La reciente sanción de la Ley 9704 (8 de abril de 2026) la declaró Monumento Natural Provincial, reconociendo su estado crítico de conservación y la necesidad urgente de protegerla.
Características y comportamiento
- Tamaño: adultos entre 45 y 75 mm; las hembras suelen ser más grandes.
- Nombre común: se debe a los machos, que durante la reproducción utilizan parches espinosos en el pecho y extremidades para sujetar a la hembra.
- Aspecto: robusto, con tonos pardos y grisáceos, manchas oscuras y gran capacidad de camuflaje en fondos rocosos.
- Desarrollo larval: sus renacuajos tardan hasta cuatro años en completar su metamorfosis, una adaptación extrema a ambientes de montaña.
- Función ecológica: consume insectos, actuando como control natural de plagas.
Importancia ecológica
La ranita del Pehuenche es considerada un bioindicador ambiental: su presencia refleja buena calidad de agua y equilibrio ecosistémico. Además, su plasticidad fenotípica —capacidad de expresar distintos morfotipos según condiciones ambientales— le otorga un valor científico destacado.

Amenazas principales
El jefe de Fauna de la Subsecretaría de Ambiente, Adrián Gorrindo, la definió como “una joya biológica de los Andes” pero también “uno de los anfibios más amenazados de Argentina y Chile”. Entre los riesgos más graves:
- Cambio climático: reducción de nieve y alteraciones en el microclima.

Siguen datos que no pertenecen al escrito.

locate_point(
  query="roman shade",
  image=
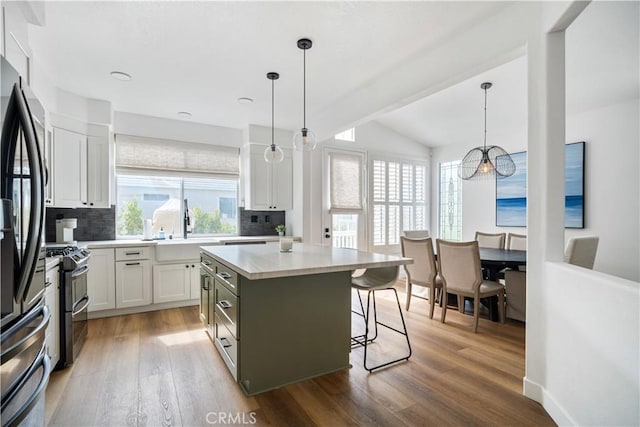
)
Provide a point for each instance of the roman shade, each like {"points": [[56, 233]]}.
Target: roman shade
{"points": [[345, 180], [164, 155]]}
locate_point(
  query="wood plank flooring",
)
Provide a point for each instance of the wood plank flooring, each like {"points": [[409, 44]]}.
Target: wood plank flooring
{"points": [[161, 369]]}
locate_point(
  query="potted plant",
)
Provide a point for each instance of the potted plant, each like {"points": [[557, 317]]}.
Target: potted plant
{"points": [[281, 229]]}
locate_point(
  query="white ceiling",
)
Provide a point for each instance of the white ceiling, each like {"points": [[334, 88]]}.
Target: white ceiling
{"points": [[201, 56]]}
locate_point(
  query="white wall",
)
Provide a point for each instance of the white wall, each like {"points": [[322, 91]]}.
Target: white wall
{"points": [[178, 130], [591, 329], [611, 188]]}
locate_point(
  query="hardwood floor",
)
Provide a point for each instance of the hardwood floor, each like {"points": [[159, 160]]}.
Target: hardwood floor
{"points": [[161, 369]]}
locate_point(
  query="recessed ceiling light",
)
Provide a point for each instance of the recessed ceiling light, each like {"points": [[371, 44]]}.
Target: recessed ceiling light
{"points": [[119, 75]]}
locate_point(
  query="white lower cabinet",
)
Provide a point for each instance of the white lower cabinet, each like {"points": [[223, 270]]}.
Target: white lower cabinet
{"points": [[52, 299], [194, 271], [133, 283], [101, 281], [176, 282]]}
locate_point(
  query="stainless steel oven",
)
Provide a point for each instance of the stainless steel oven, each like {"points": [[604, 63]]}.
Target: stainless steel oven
{"points": [[74, 301]]}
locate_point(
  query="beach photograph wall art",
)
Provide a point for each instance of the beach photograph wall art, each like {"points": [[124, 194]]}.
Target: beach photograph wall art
{"points": [[511, 192]]}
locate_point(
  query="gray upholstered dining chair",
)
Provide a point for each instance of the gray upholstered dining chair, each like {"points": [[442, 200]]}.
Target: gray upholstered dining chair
{"points": [[517, 242], [423, 271], [375, 280], [515, 285], [490, 240], [581, 251], [416, 234], [459, 266]]}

- Obras viales: pavimentación de la Ruta Nacional 145 y modificaciones en cursos de agua.
- Especies exóticas: la introducción de truchas para pesca deportiva, que depredan renacuajos y adultos y compiten por alimento.
Conservación y desafíos
La ranita del Pehuenche no representa ningún riesgo para los humanos; al contrario, es un símbolo de la salud ambiental de los Andes. Su conservación exige:
- Proteger los humedales de alta montaña.
- Coordinar acciones entre Estado, ciencia y comunidades locales.

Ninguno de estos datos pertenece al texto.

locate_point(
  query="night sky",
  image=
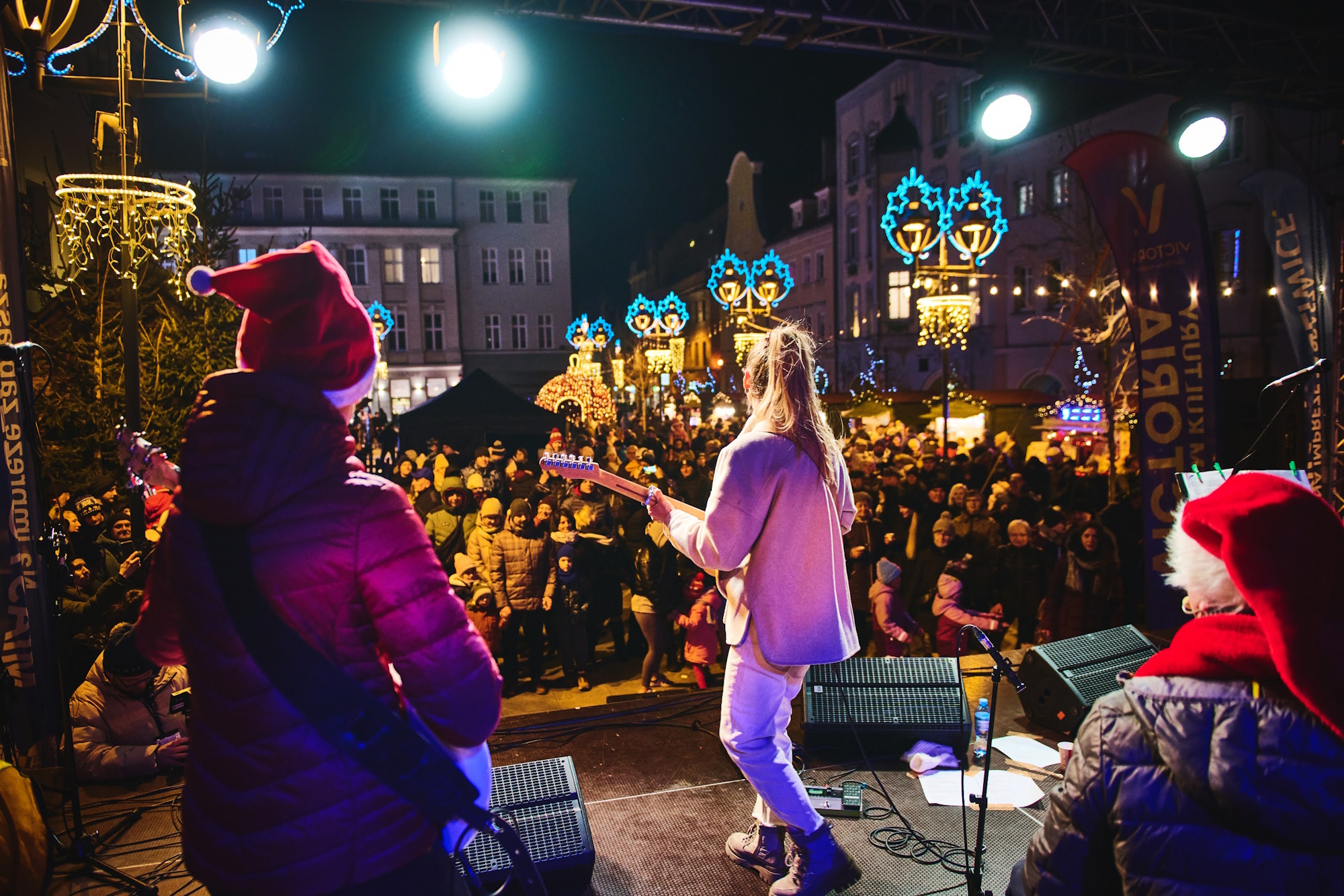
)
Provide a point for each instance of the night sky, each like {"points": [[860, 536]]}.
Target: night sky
{"points": [[647, 123]]}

- Controlar especies invasoras y mitigar impactos de infraestructura.
La declaración como Monumento Natural Provincial implica que la especie recibe la máxima categoría de protección en Mendoza, lo que obliga a implementar planes de monitoreo, educación ambiental y medidas de restauración de hábitats. Además, abre la puerta a proyectos de cooperación binacional con Chile, dado que la distribución de la rana es compartida en ambos lados de la cordillera.

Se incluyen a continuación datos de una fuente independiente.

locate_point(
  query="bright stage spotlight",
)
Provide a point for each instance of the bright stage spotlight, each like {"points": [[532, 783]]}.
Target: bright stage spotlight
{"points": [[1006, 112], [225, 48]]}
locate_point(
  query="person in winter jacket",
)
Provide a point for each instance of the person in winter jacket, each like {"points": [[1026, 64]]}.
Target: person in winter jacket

La “rana de corpiño” es más que un anfibio singular: es un indicador de la fragilidad de los ecosistemas cordilleranos y un recordatorio de la urgencia de conservar ambientes de deshielo. Su supervivencia depende de decisiones colectivas que integren conocimiento científico, políticas públicas y compromiso social. Protegerla significa también preservar el agua, la biodiversidad y el equilibrio ecológico de los Andes.